Ideally, the board of directors steps in and demand changes from the management if the management underperforms for too long. In my earlier post, I showed how P&G has been underperforming for a decade.
The comments from David Taylor tell us that P&G wants to have an amiable board of directors. A board that the CEO picks and can count on for support. But the board’s job is not to support the CEO; it is to perform a fiduciary duty towards the shareholders. So when a CEO says no to an investor like Peltz with the subtext that we are not sure how amiable Peltz will be, it raises significant concerns in my mind.

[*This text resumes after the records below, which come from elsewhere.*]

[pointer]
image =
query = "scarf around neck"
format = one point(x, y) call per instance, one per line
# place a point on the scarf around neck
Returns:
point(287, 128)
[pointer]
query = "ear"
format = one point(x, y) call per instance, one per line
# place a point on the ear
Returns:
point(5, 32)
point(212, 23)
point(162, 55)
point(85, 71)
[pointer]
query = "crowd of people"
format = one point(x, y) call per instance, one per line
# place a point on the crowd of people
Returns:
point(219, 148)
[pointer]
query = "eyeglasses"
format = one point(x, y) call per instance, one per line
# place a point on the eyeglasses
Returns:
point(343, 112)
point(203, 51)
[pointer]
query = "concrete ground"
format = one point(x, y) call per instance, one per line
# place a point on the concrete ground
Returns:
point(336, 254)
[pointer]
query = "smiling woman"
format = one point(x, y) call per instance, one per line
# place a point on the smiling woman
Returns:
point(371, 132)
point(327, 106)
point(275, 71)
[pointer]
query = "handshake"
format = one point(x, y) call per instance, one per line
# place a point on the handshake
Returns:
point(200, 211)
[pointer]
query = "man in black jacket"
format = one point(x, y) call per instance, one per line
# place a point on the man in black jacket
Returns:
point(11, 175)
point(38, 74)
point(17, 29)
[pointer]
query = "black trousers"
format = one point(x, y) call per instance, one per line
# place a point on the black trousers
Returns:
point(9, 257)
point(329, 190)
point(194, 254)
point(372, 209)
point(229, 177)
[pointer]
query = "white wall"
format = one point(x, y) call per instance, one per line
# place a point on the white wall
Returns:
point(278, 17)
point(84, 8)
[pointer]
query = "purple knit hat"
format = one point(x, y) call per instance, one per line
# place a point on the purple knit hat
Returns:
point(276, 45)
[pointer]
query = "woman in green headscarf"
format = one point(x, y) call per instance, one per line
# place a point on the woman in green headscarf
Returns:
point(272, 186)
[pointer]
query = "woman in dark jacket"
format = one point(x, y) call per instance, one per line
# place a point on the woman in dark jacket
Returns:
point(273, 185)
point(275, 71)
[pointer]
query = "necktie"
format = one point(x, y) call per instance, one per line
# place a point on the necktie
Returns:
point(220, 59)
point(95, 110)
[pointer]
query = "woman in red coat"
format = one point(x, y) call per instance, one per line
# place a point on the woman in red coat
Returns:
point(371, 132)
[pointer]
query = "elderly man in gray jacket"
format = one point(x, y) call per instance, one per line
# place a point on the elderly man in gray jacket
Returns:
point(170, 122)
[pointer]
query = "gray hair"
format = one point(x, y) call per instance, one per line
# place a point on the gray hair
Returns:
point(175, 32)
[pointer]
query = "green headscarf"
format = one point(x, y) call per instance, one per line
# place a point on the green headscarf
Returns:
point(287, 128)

But what about the second level checks and balances. What about shareholders voting directly? That is where my second concern lies. In the last three decades, the ownership of American corporations has passed from individual shareholders to intermediaries like Vanguard, Fidelity and State Street. Most Americans still own P&G stock, but they are not even aware of it.
When you search for the largest shareholders of P&G in Morning Star, the top five includes three Vanguard index funds, one S&P 500 index (SPDR) and one 529 plan. These mutual funds and pension funds own P&G on behalf of individual investors. But most of them cannot have a significant concentration of investment in a single firm. It is in line with the broader goals of these intermediaries.
But this change has a massive impact on American shareholder capitalism. How do these investors vote? There is some evidence that the passive funds vote with management in an overwhelming majority of cases.
The Core Problem for American System of Corporate Governance Today
Between an amiable board and passive intermediaries, what is the future of the American exceptionalism? If there is no one monitoring corporate management, can we hope to remain the most innovative and high performing country in the world? Can we expect to give birth to exceptionally successful companies in America in the future? This is an 18 trillion dollar question.
There is some good news here. Recently, the tide seems to have been turning. A recent vote at Exxon Mobil showed Vanguard and BlackRock vote against the management. Maybe, the index investors will not remain passive in their voting. Maybe they will start to use their clout to provide the voice that individual investors need. At least this vote provides some promise in this direction.
But one swallow doesn’t make a summer. That’s why you need to watch how the institutional investors vote in this week’s proxy battle between Nelson Peltz and P&G. This contest is critical for a majority of Americans who own P&G stock. But it is even more critical for all because it will tell us the future of our corporate governance system.